L’Abruzzo e il “campo largo” – di Rodolfo Carelli

L’Abruzzo e il “campo largo” – di Rodolfo Carelli

Una lezione esemplare salutare quella delle elezioni in Abruzzo. Vince il “campo stretto” della Meloni. Stretto da che? Dal vincolo ben saldo del potere. E dal tentare di scollarsi di dosso il condizionamento di Salvini con una resa dei conti all’interno della Lega già in fibrillazione per la perdita, più che dei voti, del ruolo di maggiore alleato essenziale alla Meloni. Ruolo passato a Forza Italia in virtù dell’accreditamento in sede europea per l’alleanza coi Popolari contro Salvini collocatosi, invece, con l’estrema destra europea.

Nel “campo largo” (centro-centrosinistra -sinistra) la lezione è ancor più salutare. Perché non c’è il collante forte di una strategia politica pur riconoscendo che lo stare insieme è una necessità e che la sola sommatoria anti destra ha chiuso i battenti con l’esperienza di Prodi. Quale la strategia unificante che impedisce ai tronconi del “campo largo” di fare la fine di un camion caricato di tronchi che, ad ogni scossa, se ne perde qualcuno per strada, ansioso d’essere il primo della classe? Mi dispiace per Paolo Mieli che tifa e dà in crescita Elly Schlein nei sondaggi. Ma senza aiutarla a trovare il bandolo della matassa. Eppure Mieli, acuto osservatore, come tutta la classe dirigente PD, ha la colpa gravissima di non aver raccolto il testimone di Aldo Moro “La democrazia matura fondata sull’alternanza” e quello dell’idea del “Cittadino arbitro” di Ruffilli e di Bachelet, vittime sacrificali di quel terrorismo che aveva riconosciuto in loro il vero ostacolo istituzionale alla rivoluzione violenta.

La democrazia matura postulava l’alternanza di due poli con poteri rafforzati di decisione ed altrettanti poteri di reciproche garanzie.

La differenza con il quadro politico di allora è che sul piano politico prevalevano allora due forti partiti alternativi, mentre oggi tante forze parcellizzate che richiedono un disegno istituzionale a garanzia della governabilità e dell’alternanza, per non dare spazio a tentazioni autoritarie.
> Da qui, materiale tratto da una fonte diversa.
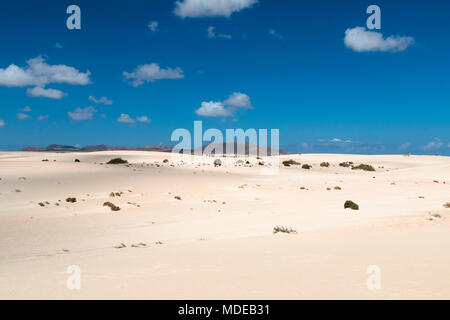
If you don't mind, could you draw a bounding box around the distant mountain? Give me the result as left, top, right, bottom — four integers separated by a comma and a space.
20, 142, 287, 155
20, 144, 173, 152
193, 141, 288, 156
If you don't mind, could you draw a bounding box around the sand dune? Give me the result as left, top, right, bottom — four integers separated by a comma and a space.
0, 151, 450, 299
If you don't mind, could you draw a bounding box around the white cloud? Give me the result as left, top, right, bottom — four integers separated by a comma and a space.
117, 113, 136, 123
195, 92, 253, 117
174, 0, 258, 18
19, 106, 31, 112
88, 96, 114, 105
123, 63, 184, 87
148, 21, 159, 32
136, 116, 152, 123
117, 113, 151, 123
67, 107, 97, 121
207, 26, 232, 39
344, 27, 414, 52
223, 92, 252, 109
17, 112, 31, 120
27, 87, 67, 99
0, 57, 91, 88
195, 101, 233, 117
422, 138, 444, 150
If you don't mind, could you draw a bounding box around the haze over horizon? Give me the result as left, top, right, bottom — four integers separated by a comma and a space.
0, 0, 450, 155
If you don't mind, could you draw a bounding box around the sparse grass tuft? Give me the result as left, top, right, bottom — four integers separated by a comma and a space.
106, 158, 128, 164
283, 159, 301, 167
352, 164, 375, 171
344, 200, 359, 210
273, 226, 297, 234
339, 161, 353, 168
103, 201, 120, 211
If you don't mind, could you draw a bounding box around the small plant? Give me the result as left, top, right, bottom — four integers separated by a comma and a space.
283, 159, 301, 167
352, 164, 375, 171
273, 226, 297, 234
106, 158, 128, 164
339, 161, 353, 168
214, 159, 222, 167
344, 200, 359, 210
103, 201, 120, 211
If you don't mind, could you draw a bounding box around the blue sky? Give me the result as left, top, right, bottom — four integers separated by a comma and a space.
0, 0, 450, 155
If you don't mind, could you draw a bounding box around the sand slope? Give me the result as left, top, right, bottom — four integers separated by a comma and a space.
0, 151, 450, 299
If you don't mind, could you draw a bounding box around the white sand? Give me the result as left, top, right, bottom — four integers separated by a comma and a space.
0, 151, 450, 299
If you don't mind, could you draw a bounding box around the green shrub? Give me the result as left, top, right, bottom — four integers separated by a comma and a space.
273, 226, 297, 234
283, 159, 301, 167
103, 201, 120, 211
106, 158, 128, 164
344, 200, 359, 210
339, 161, 353, 168
352, 164, 375, 171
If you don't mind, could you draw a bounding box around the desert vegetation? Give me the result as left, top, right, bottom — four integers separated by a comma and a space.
106, 158, 128, 164
352, 164, 375, 171
273, 226, 297, 234
103, 201, 120, 211
283, 159, 301, 167
344, 200, 359, 210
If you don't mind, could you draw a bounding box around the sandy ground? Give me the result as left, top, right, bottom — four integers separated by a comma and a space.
0, 151, 450, 299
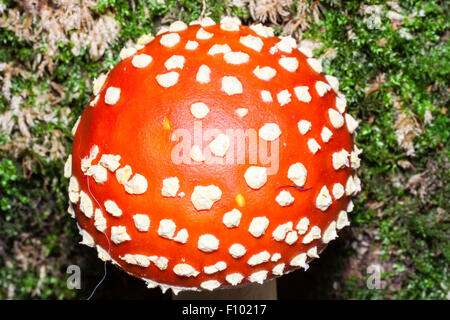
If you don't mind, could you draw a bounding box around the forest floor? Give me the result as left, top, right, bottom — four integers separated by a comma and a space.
0, 0, 450, 299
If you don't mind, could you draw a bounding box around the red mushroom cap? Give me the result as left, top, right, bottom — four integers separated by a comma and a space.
65, 18, 361, 292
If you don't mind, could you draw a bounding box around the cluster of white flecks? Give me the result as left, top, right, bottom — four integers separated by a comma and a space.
64, 17, 361, 292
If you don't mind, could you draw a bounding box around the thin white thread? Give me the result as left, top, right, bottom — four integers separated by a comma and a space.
80, 157, 111, 300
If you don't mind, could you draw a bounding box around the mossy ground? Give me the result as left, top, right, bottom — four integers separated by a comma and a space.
0, 0, 450, 299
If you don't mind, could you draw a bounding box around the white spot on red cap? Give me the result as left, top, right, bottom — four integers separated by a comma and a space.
156, 71, 180, 88
248, 217, 269, 238
105, 87, 120, 105
222, 76, 243, 96
111, 226, 131, 244
239, 35, 264, 52
197, 234, 219, 252
294, 86, 311, 103
131, 54, 153, 68
159, 33, 180, 48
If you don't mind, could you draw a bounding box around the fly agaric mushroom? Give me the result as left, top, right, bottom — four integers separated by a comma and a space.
65, 18, 361, 292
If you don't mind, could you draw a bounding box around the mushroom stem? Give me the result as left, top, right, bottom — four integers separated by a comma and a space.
172, 279, 278, 300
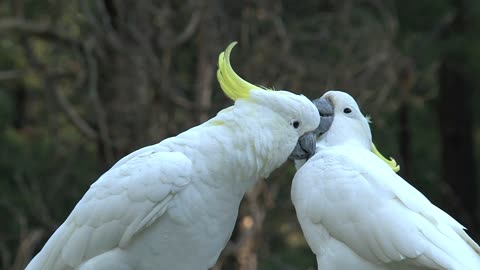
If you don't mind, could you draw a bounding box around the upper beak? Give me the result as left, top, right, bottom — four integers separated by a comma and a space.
288, 98, 334, 160
312, 97, 334, 137
288, 131, 317, 160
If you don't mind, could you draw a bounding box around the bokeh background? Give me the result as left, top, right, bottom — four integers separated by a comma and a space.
0, 0, 480, 270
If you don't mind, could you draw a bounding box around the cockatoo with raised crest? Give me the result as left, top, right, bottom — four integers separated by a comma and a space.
27, 43, 320, 270
291, 91, 480, 270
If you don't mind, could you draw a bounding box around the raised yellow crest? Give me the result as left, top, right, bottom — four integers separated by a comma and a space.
217, 42, 262, 100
Chi si oppone a questo aggiornamento istituzionale lavora in favore di un ibrido autoritarismo come quello riverberato nel premierato, con l’unica novità di una sola donna al comando.
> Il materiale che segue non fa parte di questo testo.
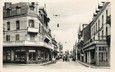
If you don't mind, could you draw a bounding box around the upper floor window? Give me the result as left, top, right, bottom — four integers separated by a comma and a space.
30, 4, 35, 11
16, 6, 21, 14
94, 26, 95, 34
106, 10, 108, 20
95, 23, 97, 31
6, 35, 10, 41
7, 22, 10, 30
29, 20, 35, 27
98, 33, 100, 40
30, 34, 35, 41
16, 21, 20, 30
16, 34, 20, 41
102, 30, 104, 40
102, 15, 104, 26
7, 8, 11, 16
98, 20, 100, 29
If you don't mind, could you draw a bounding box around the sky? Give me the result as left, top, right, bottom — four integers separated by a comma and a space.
39, 0, 108, 51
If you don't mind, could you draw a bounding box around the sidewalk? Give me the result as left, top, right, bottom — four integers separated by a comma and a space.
78, 61, 110, 69
3, 61, 52, 66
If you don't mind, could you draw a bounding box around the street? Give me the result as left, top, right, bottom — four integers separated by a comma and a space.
3, 60, 88, 69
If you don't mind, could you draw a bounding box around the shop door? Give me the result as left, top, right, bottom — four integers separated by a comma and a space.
29, 52, 36, 63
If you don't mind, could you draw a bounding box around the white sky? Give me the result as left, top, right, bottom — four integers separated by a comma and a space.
39, 0, 110, 51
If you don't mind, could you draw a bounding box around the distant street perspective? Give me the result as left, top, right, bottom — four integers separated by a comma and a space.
2, 0, 111, 69
4, 59, 88, 69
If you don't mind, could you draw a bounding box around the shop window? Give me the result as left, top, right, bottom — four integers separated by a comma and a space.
14, 50, 26, 62
29, 20, 34, 27
7, 22, 10, 30
16, 21, 20, 30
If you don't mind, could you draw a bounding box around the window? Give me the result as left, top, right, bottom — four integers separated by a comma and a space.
7, 8, 11, 16
102, 15, 104, 26
30, 34, 35, 41
98, 33, 100, 40
102, 30, 103, 40
98, 20, 100, 29
106, 27, 108, 36
29, 20, 34, 27
6, 35, 10, 41
106, 10, 108, 20
16, 21, 20, 30
16, 7, 21, 14
16, 34, 20, 41
94, 26, 95, 35
95, 23, 97, 31
6, 51, 11, 61
7, 22, 10, 30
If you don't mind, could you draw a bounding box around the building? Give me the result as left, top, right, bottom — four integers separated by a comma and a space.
52, 38, 59, 58
3, 2, 53, 63
77, 2, 111, 66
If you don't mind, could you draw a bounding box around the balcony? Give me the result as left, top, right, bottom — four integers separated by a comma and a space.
28, 27, 39, 33
3, 40, 53, 49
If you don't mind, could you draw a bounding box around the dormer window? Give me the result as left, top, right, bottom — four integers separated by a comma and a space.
16, 6, 21, 14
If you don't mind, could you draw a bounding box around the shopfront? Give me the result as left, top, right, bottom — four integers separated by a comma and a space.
3, 47, 52, 64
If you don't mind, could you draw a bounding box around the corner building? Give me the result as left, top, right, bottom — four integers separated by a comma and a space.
3, 2, 53, 63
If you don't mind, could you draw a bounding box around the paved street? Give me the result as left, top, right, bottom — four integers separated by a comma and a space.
3, 60, 88, 69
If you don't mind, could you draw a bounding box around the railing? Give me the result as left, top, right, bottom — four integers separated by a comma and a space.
3, 40, 53, 49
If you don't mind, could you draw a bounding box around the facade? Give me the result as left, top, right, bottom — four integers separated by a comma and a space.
77, 2, 111, 66
3, 2, 53, 63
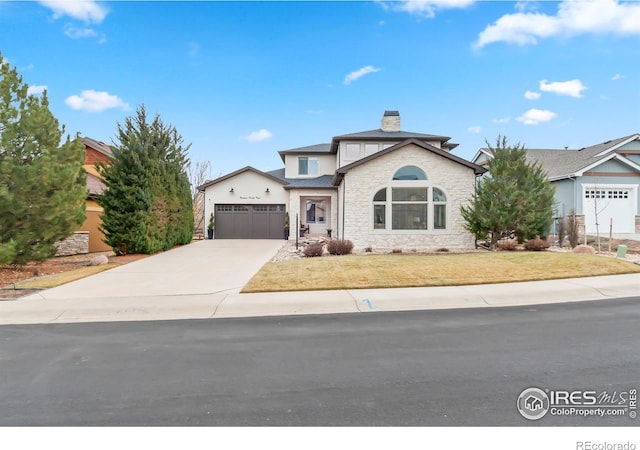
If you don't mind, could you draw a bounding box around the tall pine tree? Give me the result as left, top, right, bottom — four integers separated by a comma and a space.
0, 54, 87, 264
98, 106, 193, 253
460, 136, 555, 248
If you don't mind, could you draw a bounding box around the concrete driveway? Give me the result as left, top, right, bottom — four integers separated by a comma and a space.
25, 239, 284, 300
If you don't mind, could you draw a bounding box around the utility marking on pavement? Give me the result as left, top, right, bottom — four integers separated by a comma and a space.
362, 298, 373, 309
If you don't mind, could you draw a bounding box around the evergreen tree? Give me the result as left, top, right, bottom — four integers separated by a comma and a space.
0, 54, 87, 264
460, 136, 555, 248
98, 106, 193, 253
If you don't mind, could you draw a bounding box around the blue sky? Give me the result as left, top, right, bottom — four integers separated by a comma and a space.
0, 0, 640, 176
Chi si duole di un ruolo ancillare del Parlamento, non può disconoscere che nel sistema francese un generale, Charles De Gaulle, pur essendo la situazione favorevole rifiutò l’ipotesi dell’uomo solo al comando! Così nacque il modello vice-presidenziale: due fonti di potere legittimate dal popolo, il Presidente ed il Parlamento, costrette alla convivenza forzata se di diverso orientamento.